= Whirinaki Whare Taonga =

Art Centre in Upper Hutt, New Zealand

Whirinaki Whare Taonga is an art centre in Upper Hutt, New Zealand. The Centre consists of five public art galleries, a 200-seat theatre, a creative classroom, and a recreation hall.
Whirinaki opened in 2003 and was at that time called Expressions Arts and Entertainment Centre. It later changed its name to Whirinaki in 2021. The Māori word Whirinaki means to lean, rely on, or provide support. Whare Taonga means "house of treasure".
The purpose of Whirinaki Whare Taonga is to build social cohesion and improve wellbeing through arts, culture, and events. An average of 150,000 people visit each year.

Whirinaki hosts exhibitions ranging from New Zealand and international art to local artists, with an emphasis on interactive, family-friendly shows. Longer-term exhibitions explore the cultural and social history of Upper Hutt.
Notable international exhibitions hosted by the Centre include 50 Greatest Photographs of National Geographic (Smithsonian, 2015), Catwalk to Cover (London Fashion Museum, 2016), and The Secrets of Mona Lisa (The Louvre, 2017).
In 2024 Whirinaki presented Hall of Heroes, which drew record attendance.

Whirinaki hosts concerts, theatre, dance, and community events.
Major annual events include the King's Birthday Music Festival, and the Classical Expressions chamber music series.
The recreation hall hosts community events such as the Upper Hutt Multicultural Festival and the Heretaunga Bookfest.

Whirinaki Whare Taonga is owned by Upper Hutt City Council and operated by the Whirinaki Whare Taonga Trust, a charitable Council Controlled Organisation. Trustees are volunteers and are unpaid.
The Trust participates in Council's Long Term Plan consultations, and reports through annual statements and strategic documents.

Whirinaki holds a small collection of early New Zealand Impressionism artworks.
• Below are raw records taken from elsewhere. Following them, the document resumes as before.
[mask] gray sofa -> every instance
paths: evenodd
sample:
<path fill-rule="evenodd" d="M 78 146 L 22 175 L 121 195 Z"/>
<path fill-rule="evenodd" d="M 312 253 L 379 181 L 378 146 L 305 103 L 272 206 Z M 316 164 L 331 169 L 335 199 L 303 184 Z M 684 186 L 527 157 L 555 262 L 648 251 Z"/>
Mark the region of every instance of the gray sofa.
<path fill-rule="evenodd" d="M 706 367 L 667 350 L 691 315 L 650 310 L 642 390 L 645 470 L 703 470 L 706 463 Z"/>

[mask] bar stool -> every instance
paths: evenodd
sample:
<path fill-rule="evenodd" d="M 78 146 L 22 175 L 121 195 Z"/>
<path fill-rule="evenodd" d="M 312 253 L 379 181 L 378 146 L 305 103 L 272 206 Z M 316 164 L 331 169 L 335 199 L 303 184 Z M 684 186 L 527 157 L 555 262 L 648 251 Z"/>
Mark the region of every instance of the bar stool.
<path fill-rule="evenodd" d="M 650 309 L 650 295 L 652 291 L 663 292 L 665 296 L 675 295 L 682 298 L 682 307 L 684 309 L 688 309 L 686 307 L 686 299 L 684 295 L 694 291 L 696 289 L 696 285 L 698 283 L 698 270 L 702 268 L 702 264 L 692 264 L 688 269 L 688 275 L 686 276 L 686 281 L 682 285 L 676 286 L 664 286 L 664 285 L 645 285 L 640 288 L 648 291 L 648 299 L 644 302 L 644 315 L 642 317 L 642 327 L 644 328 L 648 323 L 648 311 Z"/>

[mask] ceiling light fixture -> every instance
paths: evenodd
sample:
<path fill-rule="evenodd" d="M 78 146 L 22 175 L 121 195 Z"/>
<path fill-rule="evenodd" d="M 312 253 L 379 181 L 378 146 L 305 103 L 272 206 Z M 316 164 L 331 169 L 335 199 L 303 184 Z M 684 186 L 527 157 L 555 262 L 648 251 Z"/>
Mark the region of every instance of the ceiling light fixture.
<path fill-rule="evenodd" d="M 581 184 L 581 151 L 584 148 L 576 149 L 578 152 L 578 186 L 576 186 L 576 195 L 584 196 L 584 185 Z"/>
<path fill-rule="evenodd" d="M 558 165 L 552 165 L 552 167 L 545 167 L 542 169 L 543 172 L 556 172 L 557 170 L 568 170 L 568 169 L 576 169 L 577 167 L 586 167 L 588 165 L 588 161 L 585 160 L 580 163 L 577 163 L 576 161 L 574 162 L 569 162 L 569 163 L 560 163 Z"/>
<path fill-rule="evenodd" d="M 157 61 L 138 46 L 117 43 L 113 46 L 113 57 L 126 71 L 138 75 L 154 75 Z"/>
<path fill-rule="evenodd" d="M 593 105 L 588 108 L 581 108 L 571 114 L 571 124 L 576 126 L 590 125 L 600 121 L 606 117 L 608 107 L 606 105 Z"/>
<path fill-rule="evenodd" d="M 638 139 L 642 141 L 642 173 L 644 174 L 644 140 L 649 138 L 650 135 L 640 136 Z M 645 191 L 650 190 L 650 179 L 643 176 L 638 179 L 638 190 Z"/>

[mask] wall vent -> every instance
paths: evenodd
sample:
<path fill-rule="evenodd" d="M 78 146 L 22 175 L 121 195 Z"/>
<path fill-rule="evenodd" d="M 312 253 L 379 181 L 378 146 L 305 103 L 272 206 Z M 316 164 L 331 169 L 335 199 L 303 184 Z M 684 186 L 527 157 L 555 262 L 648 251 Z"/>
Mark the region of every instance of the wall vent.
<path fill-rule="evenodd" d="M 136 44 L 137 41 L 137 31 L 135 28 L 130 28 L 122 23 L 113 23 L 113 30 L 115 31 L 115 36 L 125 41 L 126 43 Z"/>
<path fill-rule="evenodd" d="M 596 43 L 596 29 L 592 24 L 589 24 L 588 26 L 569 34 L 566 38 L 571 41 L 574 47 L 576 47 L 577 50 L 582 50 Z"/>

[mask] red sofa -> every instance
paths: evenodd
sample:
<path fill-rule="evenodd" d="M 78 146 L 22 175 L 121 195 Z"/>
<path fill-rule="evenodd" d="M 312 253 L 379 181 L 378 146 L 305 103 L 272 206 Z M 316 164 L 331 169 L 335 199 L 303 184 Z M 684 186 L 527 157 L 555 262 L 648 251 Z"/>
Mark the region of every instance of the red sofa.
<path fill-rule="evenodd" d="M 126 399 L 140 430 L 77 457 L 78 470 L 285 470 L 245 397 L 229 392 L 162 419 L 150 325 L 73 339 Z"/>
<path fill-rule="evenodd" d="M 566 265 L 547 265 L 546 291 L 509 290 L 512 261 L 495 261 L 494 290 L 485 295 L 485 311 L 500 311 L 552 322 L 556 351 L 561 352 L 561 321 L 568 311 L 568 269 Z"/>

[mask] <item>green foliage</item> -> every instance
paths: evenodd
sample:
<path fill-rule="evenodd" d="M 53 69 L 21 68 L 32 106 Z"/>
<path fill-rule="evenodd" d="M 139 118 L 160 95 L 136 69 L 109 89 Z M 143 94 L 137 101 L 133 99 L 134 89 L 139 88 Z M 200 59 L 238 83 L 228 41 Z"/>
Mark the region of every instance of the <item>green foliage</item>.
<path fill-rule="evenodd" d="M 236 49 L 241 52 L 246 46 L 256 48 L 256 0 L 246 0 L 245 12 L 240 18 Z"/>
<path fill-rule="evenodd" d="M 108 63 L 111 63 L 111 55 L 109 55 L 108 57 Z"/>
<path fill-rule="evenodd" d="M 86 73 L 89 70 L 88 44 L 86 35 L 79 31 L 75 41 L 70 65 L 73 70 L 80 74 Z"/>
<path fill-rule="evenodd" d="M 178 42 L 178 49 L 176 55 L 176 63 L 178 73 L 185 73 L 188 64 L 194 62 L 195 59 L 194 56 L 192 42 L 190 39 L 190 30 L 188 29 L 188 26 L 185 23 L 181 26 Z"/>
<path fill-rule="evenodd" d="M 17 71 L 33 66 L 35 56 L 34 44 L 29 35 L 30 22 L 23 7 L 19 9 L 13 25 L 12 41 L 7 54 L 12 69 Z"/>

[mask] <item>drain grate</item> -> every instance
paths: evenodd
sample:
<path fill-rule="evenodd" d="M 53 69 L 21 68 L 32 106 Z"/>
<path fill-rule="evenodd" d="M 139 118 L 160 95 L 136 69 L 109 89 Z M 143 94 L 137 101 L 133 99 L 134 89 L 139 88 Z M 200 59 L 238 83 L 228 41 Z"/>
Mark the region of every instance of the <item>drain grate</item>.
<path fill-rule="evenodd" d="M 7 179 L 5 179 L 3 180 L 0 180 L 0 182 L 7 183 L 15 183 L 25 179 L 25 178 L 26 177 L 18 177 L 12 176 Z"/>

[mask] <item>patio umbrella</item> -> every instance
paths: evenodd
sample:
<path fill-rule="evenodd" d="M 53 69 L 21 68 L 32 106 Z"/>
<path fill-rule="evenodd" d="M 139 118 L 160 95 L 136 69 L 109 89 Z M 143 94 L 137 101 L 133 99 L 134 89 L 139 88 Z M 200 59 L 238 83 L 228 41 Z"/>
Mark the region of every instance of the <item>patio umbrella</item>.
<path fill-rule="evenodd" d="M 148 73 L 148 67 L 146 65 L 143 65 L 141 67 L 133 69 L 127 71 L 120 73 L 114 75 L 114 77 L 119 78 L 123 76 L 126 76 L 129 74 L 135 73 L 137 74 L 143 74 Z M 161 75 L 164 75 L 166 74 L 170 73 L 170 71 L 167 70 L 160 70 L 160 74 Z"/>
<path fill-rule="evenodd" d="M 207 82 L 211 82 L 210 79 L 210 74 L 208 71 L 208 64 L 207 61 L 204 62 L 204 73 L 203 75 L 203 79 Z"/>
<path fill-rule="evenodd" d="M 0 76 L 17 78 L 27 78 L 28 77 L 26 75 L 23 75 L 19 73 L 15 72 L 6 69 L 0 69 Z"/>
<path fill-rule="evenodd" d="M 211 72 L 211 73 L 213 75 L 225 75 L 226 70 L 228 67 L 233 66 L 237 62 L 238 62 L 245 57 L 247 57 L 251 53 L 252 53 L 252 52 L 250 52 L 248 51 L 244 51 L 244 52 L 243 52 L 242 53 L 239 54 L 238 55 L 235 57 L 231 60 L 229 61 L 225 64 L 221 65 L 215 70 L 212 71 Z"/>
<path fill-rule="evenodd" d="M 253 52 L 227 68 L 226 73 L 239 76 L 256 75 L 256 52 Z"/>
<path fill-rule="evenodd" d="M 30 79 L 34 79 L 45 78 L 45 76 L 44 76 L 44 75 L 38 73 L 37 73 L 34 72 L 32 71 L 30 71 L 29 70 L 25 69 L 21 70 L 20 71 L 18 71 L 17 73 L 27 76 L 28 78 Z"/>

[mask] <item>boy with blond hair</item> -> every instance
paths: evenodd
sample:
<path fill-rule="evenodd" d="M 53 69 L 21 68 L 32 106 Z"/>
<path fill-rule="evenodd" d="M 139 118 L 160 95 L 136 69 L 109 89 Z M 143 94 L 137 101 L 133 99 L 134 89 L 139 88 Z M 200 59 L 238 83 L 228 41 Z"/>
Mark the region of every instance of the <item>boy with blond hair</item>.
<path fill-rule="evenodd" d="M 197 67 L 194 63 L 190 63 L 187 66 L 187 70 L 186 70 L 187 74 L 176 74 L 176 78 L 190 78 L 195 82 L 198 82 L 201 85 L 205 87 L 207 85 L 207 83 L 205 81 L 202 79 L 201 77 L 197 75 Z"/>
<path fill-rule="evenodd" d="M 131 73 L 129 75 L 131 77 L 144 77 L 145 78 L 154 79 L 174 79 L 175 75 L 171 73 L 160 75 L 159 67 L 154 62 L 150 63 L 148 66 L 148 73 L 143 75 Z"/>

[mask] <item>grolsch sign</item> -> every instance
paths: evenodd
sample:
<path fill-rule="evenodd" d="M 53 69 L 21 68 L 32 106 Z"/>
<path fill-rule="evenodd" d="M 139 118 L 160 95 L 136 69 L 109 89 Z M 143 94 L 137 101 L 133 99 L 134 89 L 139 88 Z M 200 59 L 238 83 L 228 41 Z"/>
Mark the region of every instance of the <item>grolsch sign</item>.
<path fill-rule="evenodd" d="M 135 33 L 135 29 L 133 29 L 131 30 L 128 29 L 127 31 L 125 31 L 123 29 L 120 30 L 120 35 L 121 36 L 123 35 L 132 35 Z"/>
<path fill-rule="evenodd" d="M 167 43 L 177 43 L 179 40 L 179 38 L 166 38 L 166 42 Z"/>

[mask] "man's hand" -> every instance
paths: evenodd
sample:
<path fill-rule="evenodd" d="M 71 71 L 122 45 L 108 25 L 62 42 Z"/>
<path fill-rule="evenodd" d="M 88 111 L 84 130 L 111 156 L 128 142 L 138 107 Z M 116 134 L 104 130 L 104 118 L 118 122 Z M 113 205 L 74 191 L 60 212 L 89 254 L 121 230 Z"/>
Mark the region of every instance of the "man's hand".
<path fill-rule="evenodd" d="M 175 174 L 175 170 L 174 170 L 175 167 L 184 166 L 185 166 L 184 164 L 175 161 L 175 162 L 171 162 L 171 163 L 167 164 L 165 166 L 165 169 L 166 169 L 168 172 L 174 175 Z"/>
The collection was gifted by Ernest and Shirley Cosgrove in 2009.
The collection centres on artist James Nairn, who lived at Pumpkin Cottage, a hub for early New Zealand Impressionists.
History
The Upper Hutt Civic Centre opened in 1969, followed by the Civic Hall in 1971.
In 1993 the Upper Hutt Valley Community Arts Council proposed a local arts theatre, leading to the establishment of the Upper Hutt Community Arts Centre Trust in 1994. Architecture+ was engaged to design the facility.
Construction of the new Expressions building began in 2002 and was completed in 2003.
Extension (2015–2021)
To accommodate growing visitor numbers, Whirinaki underwent a major expansion, adding the Gillies Gallery, collection storage, a creative workshop, and a commercial kitchen, funded in part by the Regional Amenities Fund.
The extension, designed by Athfield Architects and built by Maycroft Construction, opened in 2021.